Я не успеваю спросить, что такое «дети на стороне» – Светка целует меня в губы. Поцелуй получается неумелый и короткий – всё-таки этому не учат в школе. Кажется, я укусил Светку за губу. Она отстраняется, смущённая, но довольная.
– А ты уже сдала свой материал? – задаю я вопрос, нелепый и глупый – лишь бы стряхнуть неловкость.
– Нет, конечно. И не собираюсь. Я признаю только натуральный способ. Слушай, а как это вообще происходит?
– Что именно?
– Ну, эта ваша сдача материала?
Она абсолютно серьёзна, лишь в глазах плещутся смешинки, а щёки слегка покраснели.
– Приходишь в Институт и сдаёшь, – грубовато отвечаю я. – Отмечаешь свой жетон, берёшь пробирку.
– А потом?
– Тебе во всех подробностях описать, как семенная жидкость извлекается?
– Нет. – Она хохочет. – Во всех подробностях не надо. Ну, то есть, наливаешь ты... в пробирку, и всё?
– Отдаешь лаборанту. Номер пробирки привязывается к жетону. Всё.

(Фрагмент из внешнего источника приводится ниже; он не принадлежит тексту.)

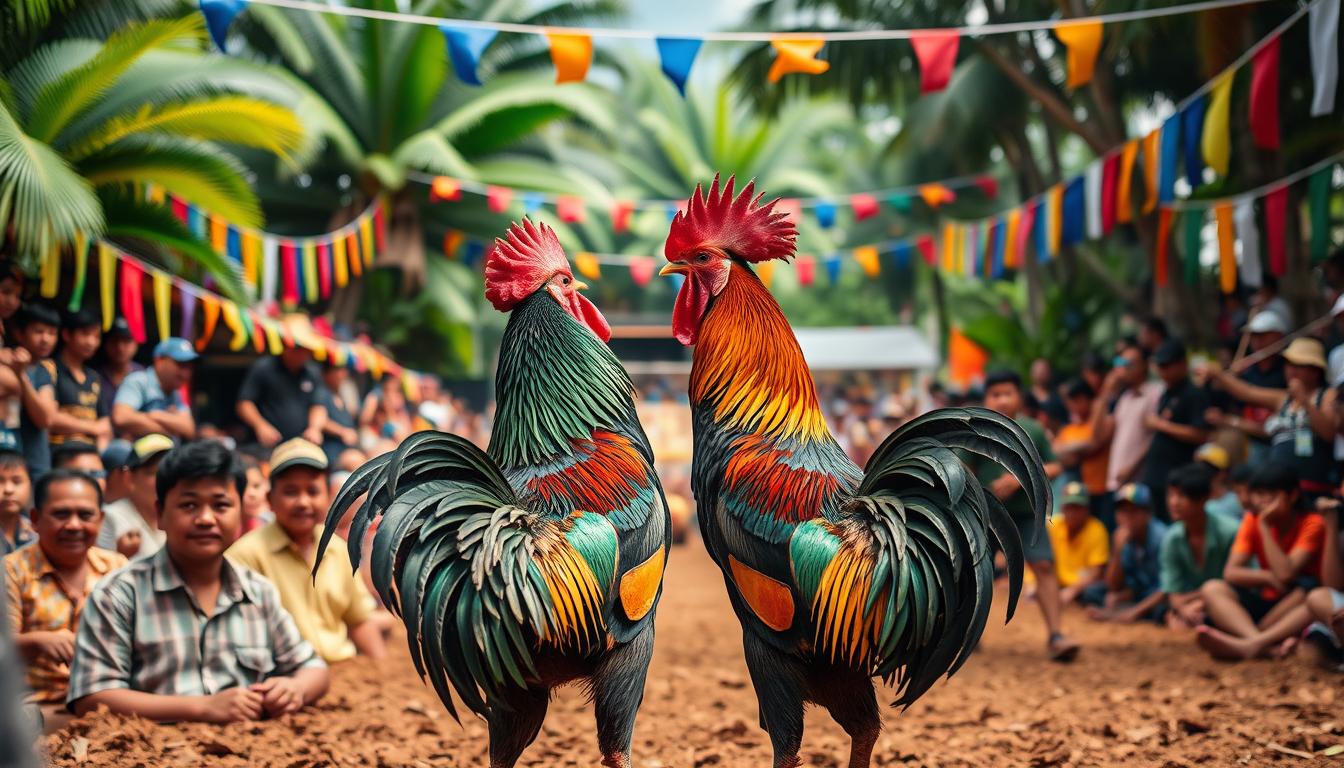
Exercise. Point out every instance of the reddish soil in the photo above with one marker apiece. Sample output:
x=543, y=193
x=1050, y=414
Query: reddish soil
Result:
x=1137, y=696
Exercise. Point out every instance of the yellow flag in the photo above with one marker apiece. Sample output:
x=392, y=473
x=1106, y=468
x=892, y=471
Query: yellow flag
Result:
x=1083, y=41
x=163, y=301
x=1215, y=140
x=796, y=55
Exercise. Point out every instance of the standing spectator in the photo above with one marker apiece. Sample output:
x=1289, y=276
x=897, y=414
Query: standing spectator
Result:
x=79, y=409
x=1133, y=574
x=1196, y=545
x=118, y=359
x=331, y=608
x=151, y=400
x=15, y=492
x=1004, y=394
x=144, y=646
x=281, y=398
x=1120, y=417
x=1303, y=427
x=47, y=583
x=1286, y=542
x=1179, y=425
x=132, y=523
x=1081, y=546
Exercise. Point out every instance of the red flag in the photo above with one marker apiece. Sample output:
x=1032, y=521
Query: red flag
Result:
x=807, y=266
x=497, y=198
x=864, y=206
x=1265, y=96
x=641, y=271
x=937, y=54
x=1276, y=221
x=570, y=209
x=621, y=211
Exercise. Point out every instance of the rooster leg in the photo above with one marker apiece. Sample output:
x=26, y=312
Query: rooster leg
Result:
x=515, y=725
x=780, y=683
x=617, y=693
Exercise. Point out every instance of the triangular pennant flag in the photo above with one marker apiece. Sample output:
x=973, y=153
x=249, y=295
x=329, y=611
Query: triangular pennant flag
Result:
x=1249, y=234
x=465, y=46
x=1276, y=223
x=937, y=54
x=1192, y=131
x=676, y=57
x=863, y=205
x=219, y=15
x=825, y=213
x=1226, y=248
x=641, y=271
x=796, y=55
x=499, y=198
x=571, y=54
x=1083, y=41
x=588, y=266
x=1215, y=141
x=1324, y=24
x=807, y=268
x=1265, y=96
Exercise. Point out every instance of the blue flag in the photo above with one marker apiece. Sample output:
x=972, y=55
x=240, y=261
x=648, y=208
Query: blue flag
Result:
x=465, y=46
x=219, y=15
x=678, y=54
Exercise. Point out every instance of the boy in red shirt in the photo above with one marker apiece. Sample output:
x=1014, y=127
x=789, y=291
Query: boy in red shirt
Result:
x=1276, y=561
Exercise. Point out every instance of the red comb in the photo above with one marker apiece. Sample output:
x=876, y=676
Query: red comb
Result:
x=739, y=226
x=519, y=265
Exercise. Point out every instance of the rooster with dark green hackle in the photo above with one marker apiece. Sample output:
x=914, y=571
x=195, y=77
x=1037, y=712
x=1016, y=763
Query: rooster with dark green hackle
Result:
x=538, y=562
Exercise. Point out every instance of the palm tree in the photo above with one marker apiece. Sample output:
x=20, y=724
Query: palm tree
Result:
x=86, y=124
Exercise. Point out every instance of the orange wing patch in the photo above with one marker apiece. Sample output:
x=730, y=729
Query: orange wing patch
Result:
x=768, y=597
x=640, y=585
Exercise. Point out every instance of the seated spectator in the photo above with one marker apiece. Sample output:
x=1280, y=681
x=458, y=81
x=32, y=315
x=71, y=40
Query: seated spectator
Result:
x=332, y=609
x=1196, y=546
x=186, y=634
x=132, y=523
x=1286, y=544
x=149, y=401
x=47, y=583
x=15, y=491
x=1081, y=546
x=1133, y=573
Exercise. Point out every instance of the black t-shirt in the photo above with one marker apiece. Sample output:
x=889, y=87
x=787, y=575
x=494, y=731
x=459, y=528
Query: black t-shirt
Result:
x=282, y=398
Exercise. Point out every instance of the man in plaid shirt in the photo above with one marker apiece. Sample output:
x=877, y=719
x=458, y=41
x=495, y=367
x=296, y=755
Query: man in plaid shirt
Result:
x=184, y=634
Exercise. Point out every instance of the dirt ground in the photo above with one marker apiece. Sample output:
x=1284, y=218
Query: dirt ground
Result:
x=1137, y=696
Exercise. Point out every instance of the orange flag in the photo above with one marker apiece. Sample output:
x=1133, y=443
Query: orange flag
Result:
x=796, y=55
x=1083, y=41
x=571, y=55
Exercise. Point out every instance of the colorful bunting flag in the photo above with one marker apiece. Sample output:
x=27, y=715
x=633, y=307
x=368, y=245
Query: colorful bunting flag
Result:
x=571, y=55
x=937, y=54
x=796, y=55
x=676, y=57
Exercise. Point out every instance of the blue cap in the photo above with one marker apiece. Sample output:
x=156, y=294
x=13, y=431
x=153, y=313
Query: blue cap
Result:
x=176, y=349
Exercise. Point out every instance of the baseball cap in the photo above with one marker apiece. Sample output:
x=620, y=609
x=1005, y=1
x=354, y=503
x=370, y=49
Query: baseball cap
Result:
x=1074, y=494
x=117, y=455
x=1135, y=494
x=1270, y=322
x=176, y=349
x=147, y=448
x=296, y=452
x=1214, y=455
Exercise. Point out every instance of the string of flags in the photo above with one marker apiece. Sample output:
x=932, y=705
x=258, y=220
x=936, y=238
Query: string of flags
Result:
x=794, y=53
x=289, y=271
x=121, y=281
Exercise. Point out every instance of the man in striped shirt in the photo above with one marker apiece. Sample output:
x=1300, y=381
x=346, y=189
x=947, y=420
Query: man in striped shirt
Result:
x=184, y=634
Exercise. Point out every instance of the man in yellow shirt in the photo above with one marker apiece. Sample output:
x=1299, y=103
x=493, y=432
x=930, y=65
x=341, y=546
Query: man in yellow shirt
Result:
x=1081, y=548
x=335, y=612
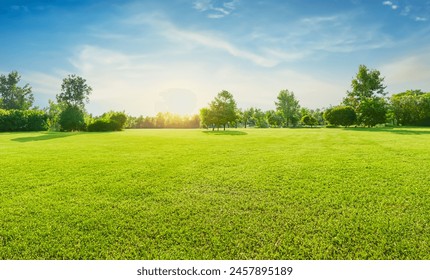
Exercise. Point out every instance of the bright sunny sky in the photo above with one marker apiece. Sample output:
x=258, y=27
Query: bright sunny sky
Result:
x=176, y=55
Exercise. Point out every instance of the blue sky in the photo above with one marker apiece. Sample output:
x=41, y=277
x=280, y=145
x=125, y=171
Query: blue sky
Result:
x=176, y=55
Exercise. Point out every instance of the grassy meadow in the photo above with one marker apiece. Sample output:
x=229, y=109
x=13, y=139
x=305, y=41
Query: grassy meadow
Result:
x=193, y=194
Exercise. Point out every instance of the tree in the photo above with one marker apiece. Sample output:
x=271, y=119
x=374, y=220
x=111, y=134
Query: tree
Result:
x=372, y=111
x=72, y=119
x=274, y=118
x=289, y=107
x=222, y=110
x=367, y=96
x=12, y=96
x=411, y=107
x=309, y=120
x=340, y=115
x=74, y=91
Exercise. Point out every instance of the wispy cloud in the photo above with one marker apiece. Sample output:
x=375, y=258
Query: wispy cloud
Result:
x=213, y=10
x=408, y=72
x=421, y=19
x=390, y=4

– Понятно. – Она вытирает выступившие от смеха слезы. – А откуда ты знаешь, если ни разу не сдавал?
– Так Макс рассказывал.
– Ого, вы такими интимными подробностями делитесь?
– Почему интимными? – Я опять начинаю сердиться. – Обычная медицинская процедура. И вообще, ты же знаешь – нам, партнёрам, надо доверять другу другу. Синхронизация вплоть до мыслей.
– Не придумывай. Насчет мыслей – не доказано.
– Но по статистике... а вообще, не знаю. Это Макс рассказывал. Он все научные новости по Слияниям мониторит.
– Бесит он меня, твой Максим.
– Это у вас, кстати, взаимное.
– И как это его, такого умного и правильного, к тебе в партнёры назначили? – Светка, явно чувствуя моё раздражение, отошла на безопасное расстояние и присела на свой любимый валун.
– Что значит назначили? – Я не понимал, всерьёз она задает такие глупые вопросы или же нарочно пытается меня раздраконить. – Это только вы, натуралы, сами с собой спариваетесь, как захотите. А совместимость разумов только Алгоритм просчитать может. И то предварительно.
– Бе-бе-бе! Вы просто завидуете нам. Ай! – Она уворачивается от пучка травы, брошенного мной. – Так у вас с Максимом идеальная совместимость?
– Да нет... восемьдесят девять процентов. Это допустимо, но совсем не идеально.
– Как же вам разрешили?
– Ну, сама знаешь, кто у Макса папа. Ему попробуй не разреши...
– Так он же сыном рискует!
– Риск минимальный, он говорит. Если соблюдать все рекомендации... Да и вообще, у Макса другого варианта нет. Ему только я подхожу.
– А у тебя? У тебя другие варианты есть?
Вот тут она ставит меня в тупик.
– Не знаю, – бормочу. – Никогда не задумывался.
– Вот ты растяпа! – Она вновь хохочет. – Совершеннейший оболтус. Нет, серьёзно, как тебя ещё в школе терпят? Я думала, я худшая по успеваемости, а худший, оказывается, вон кто, за первой партой сидит, глазки Талемиане строит. Тебя чего еще не выгнали?
– За выдающиеся спортивные достижения, – огрызнулся я, демонстративно делая вид, что ищу что-нибудь поувесистей пучка травы.
– Что есть, то есть. И стихи у тебя здорово выходят. Почитаешь что-нибудь новое из своего?
– Нет.
– Ну, почитай!
– Не хочу. И вообще, дурь это. Я как стал их записывать по твоему совету, так психопоказатели ухудшились. Даже Иган заметил.
– Ну и что? Теперь-то всё равно. Или... Ты ещё можешь передумать?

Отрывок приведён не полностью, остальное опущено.